NaMLab and TU Dresden: Researchers have verified a fundamental theory of ferroelectric materials
Scientists at NaMLab, in collaboration with researchers at Dresden University of Technology and the National Institute of Materials Physics, Romania, have demonstrated that thin layers of ferroelectric hafnium zirconium oxide can exhibit a phenomenon called "negative capacitance". This means that such materials can amplify a voltage, which could be used to reduce the power dissipation of future electronics beyond conventional limits. While this peculiar behavior was already predicted over 70 years ago, until now, most scientists thought that it was impossible to show this experimentally. Since the materials used in this study can already be found in every advanced computer chip today, future products utilizing this new discovery, e.g. more efficient smartphones or computers, might not be far away.
While ferroelectric materials have been thoroughly investigated for almost a century, some fundamental questions have remained unresolved. One of them is related to the "Landau theory" of ferroelectrics from the 1940s, which is still used to describe the behavior of ferroelectric materials today. However, the theory also predicts a negative capacitance, which has been controversially discussed, especially in recent years. The theory suggests that an increase of electric charge can lead to a decrease of the voltage, which is exactly opposite to a regular capacitance. A scientist at NaMLab gGmbH has now first demonstrated a measurement of such a negative capacitance in exceptional agreement with Landau theory.

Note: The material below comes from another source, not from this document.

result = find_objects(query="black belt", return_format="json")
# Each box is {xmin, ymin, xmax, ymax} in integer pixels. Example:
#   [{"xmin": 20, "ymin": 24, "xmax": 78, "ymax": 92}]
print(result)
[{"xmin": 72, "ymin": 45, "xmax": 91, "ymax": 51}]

This discovery was enabled by using specially fabricated capacitors, consisting of a stack of ultrathin layers, to which extremely short voltage pulses were applied. The results have been published on January 14, 2019 in the prestigious journal Nature. "The fascinating thing is that the materials in which we discovered this promising effect are already used in every smartphone," said Michael Hoffmann, Ph.D. student at NaMLab and lead author of the study. "However, the next important step will be to use these findings to develop new devices, which in theory could be much more energy-efficient than anything that is possible today."